Unlike automatic systems, autonomous machines are self-sufficient and require no human intervention. They can learn and adjust to their changing environment. Artificial intelligence and machine learning are the branches of computer science that are used in the development of autonomous machines.
AI is often used to perform a task that would usually require human intelligence (as opposed to mechanical processes, such as lifting or motion). The problem here is how you define 'intelligence'. One way you can decide on the intelligence of the system is to decide how far removed the original programmer is from the output. For example, if a program is following a set of 'if…then' rules, you could say that it is not very artificially intelligent, because the programmer has directly created the rules that determine which inputs should give particular outputs. However, if the program has studied a data set and used this to compile its own set of rules, you can consider it to possess some artificial intelligence, as the programmer had much less control over the final output.
In a separate initiative, a team is developing a system of drones that can carry resuscitation (CPR) equipment and communication technology to heart attack patients. An ambulance will not be required to deliver the CPR equipment. Drones can navigate through available airspace, meaning that they will not be caught in traffic jams, and they do not require a human pilot. This initiative has the potential to increase the speed and lower the cost of every delivery of CPR equipment. If the same amount of money spent on delivering CPR equipment by ambulance over a year is spent on drone deliveries, the number of drone deliveries can potentially increase too.
Machine learning is a way of using large data sets (sometimes referred to as Big Data) to train AI by analysing the data in order to make more accurate predictions about what to output for a particular input. For example, a navigation system can be improved over time by having the system feed data back in to help it plan better routes to avoid congestion. The data that is fed back to the navigation system may include actual travel time, the speed travelled on each road, or the number of vehicles on the same route.
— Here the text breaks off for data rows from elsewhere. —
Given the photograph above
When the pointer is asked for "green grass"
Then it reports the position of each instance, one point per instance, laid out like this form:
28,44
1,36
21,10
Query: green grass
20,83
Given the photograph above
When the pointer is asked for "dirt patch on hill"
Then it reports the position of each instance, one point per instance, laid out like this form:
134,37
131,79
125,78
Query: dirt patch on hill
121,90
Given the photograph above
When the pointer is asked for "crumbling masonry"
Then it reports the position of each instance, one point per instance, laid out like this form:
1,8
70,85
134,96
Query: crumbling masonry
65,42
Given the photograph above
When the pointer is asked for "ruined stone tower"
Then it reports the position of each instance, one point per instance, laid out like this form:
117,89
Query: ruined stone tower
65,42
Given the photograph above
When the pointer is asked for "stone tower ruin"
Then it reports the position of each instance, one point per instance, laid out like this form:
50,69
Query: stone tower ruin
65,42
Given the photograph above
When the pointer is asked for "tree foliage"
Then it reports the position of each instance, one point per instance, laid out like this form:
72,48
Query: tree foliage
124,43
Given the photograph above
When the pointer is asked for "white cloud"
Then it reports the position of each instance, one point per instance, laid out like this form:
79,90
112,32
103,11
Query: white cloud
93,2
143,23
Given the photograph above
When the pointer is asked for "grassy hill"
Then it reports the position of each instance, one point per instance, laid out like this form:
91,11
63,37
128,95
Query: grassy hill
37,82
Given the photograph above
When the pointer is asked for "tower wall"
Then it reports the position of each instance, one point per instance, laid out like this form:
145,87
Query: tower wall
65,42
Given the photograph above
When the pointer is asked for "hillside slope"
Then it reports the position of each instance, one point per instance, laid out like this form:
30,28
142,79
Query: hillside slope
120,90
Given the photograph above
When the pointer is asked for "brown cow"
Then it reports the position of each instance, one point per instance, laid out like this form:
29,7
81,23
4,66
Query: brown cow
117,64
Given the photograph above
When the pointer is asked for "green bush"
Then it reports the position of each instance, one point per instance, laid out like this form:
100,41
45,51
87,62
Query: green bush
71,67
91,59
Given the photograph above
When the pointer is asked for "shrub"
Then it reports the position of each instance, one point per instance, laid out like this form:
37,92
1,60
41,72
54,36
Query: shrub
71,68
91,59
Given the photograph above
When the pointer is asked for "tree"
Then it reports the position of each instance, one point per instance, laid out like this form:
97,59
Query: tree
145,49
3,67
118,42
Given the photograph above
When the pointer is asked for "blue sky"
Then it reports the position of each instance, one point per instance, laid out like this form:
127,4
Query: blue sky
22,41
Driverless cars will be able to communicate with each other and use data from their environment to reduce accidents and make traffic jams a thing of the past. However, there are several examples of accidents that have been caused by decisions made by autonomous cars. Sometimes this is because insufficient training data has been used. It is difficult to produce adequate conditions that the cars can use to determine what they should consider to be a hazard. When accidents happen, there are ethical questions related to accountability. Who is responsible in such a situation? The driver has relied on the (imperfect) system. Should they take responsibility, because they should have had oversight of the decision that the machine makes and be prepared to overrule it? Maybe the manufacturer is at fault, or the developer of the code that 'trains' the system used by the car.